Sunday, April 5, 2009

Confessions of my heart/Letter to a friend turned blog post.

I have realized in the last few weeks that I think that I love people selflessly - in that, I give and give and give - but in reality, I'm loving people desperate for them to love me the way I love them (quite selfish if you ask me).

I constantly push and challenge the people in my life daily to be true to their passions, to be more of the person that they were created to be.
I tell my friends that they are better for the people around them when they are pursuing their passions.
Yet, still, I do not write. (This will be the most I've written in 2 weeks most probably.)

I have heard myself telling the people that I love, very simply, "I love you exactly the way that you are, but I love you enough to not let you stay that way." I've found that I am desperate to see people pursuing truth, hard truth, that pushes them to be more amazing versions of themselves.

I went to the Florida Film Festival yesterday - a friend of mine bought tickets for me - and it was incredible. I love film. I watched 4 full length films yesterday. I am so passionate about people and stories, and I get so caught up in a good story, it's magnificent.

Anyway, it's art. I think all good art (and some bad) draws you into the heart of the artist, into their brokenness and hurt, into their passion and joy. It was an emotionally draining weekend, I must say. (Art show Friday night, Film Fest Saturday, Art Fest Sunday).
I came home afterward, tears filling my eyes, and I had to face my fears.

I rarely spend time alone, because (as I realized this morning) I am afraid. I am afraid to be alone because all the things I try to hide from, the demons from which I run, catch up to me when I am alone.
I realized that I am completely terrified that no one can or will ever love me, because I do not deserve it. And much more terrifying, I simply cannot make myself believe that HE actually loves me.

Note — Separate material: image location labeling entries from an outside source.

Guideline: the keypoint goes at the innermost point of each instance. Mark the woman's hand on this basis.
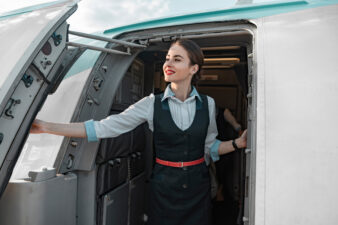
(242, 140)
(38, 127)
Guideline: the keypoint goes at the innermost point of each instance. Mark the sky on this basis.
(98, 15)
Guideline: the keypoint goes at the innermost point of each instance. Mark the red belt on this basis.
(179, 164)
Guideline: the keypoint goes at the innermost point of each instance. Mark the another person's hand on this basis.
(242, 140)
(38, 127)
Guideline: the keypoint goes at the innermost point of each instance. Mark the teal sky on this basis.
(99, 15)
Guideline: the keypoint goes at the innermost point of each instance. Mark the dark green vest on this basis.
(180, 195)
(173, 144)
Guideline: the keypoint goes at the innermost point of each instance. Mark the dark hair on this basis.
(195, 55)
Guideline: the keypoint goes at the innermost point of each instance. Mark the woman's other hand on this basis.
(242, 140)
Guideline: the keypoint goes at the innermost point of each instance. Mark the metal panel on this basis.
(115, 206)
(137, 200)
(297, 91)
(51, 202)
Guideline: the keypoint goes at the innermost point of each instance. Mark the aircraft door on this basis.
(38, 60)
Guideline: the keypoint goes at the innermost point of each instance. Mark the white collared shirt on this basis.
(142, 111)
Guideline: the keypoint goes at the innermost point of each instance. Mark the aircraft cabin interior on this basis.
(106, 183)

I'm so wretched.

There are so many more things I could say that would make these things make so much more sense (or so I think). But I'm afraid I may have already said too much, burdened you with the things that haunt my recent days.

I guess I will leave you with this, (also recent realization) I love people... I am passionate about KNOWING people. I have this desire - this aching desire - for intimacy with people; to know what makes them ache, to know what brings them joy, to know the hurt inside them that makes them live life the way that they do.

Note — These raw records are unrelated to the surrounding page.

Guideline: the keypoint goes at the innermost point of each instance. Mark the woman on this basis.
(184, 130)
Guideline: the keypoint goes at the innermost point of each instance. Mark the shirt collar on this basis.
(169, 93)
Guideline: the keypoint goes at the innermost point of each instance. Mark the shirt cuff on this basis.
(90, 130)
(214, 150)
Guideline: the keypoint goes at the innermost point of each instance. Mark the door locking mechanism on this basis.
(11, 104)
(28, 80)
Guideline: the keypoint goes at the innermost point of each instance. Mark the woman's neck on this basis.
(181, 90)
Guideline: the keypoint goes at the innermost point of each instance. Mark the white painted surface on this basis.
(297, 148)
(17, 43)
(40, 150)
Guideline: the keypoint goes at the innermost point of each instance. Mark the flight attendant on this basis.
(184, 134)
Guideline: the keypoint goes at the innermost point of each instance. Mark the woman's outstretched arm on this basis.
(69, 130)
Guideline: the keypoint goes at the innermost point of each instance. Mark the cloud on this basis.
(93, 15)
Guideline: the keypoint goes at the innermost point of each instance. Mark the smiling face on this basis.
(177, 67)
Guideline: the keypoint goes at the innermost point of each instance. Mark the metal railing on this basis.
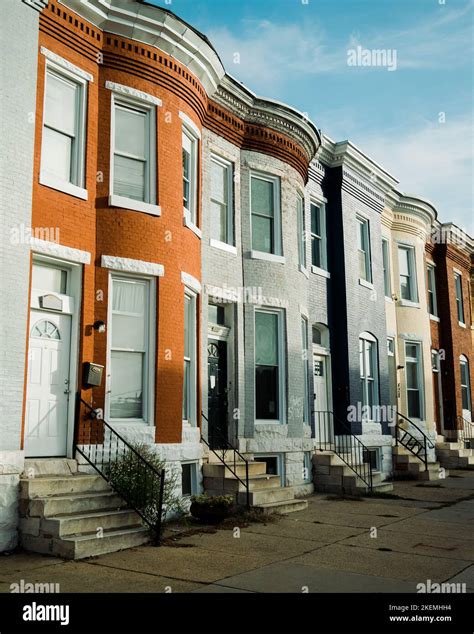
(217, 439)
(350, 449)
(466, 432)
(135, 479)
(418, 446)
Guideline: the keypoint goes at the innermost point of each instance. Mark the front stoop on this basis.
(453, 455)
(406, 464)
(332, 475)
(73, 515)
(265, 491)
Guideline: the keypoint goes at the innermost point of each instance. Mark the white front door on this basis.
(47, 396)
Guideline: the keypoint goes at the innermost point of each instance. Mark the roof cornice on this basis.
(156, 27)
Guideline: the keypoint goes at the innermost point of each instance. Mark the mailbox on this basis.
(93, 373)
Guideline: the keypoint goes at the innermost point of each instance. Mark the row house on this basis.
(201, 271)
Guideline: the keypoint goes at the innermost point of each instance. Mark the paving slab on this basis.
(408, 567)
(297, 578)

This is what drives me, and I've been so terribly burnt because the people I've met in the last two to three years (since really jumping into this journey with Jesus) do not really care to KNOW the people around them. They want people to hang out with.

People want to have fun, to be carefree and happy. (Which is beautiful, and a healthy desire when there's balance to it.) People do not want to be pushed, challenged, called out on their bullshit, or faced with hard truths.

This is why I have so few friends; because so few that I meet are willing to go so deep. I can only meet and spend time with someone so many times before I'm ready to get to KNOW them; to help bear their burdens, to help them let go of those burdens, to pursue Truth together.

This is the (selfish) love I so feebly attempt to live.

Welcome to actually knowing me.

Welcome to the beginning of knowing what I mean when I say, "Love is an Action."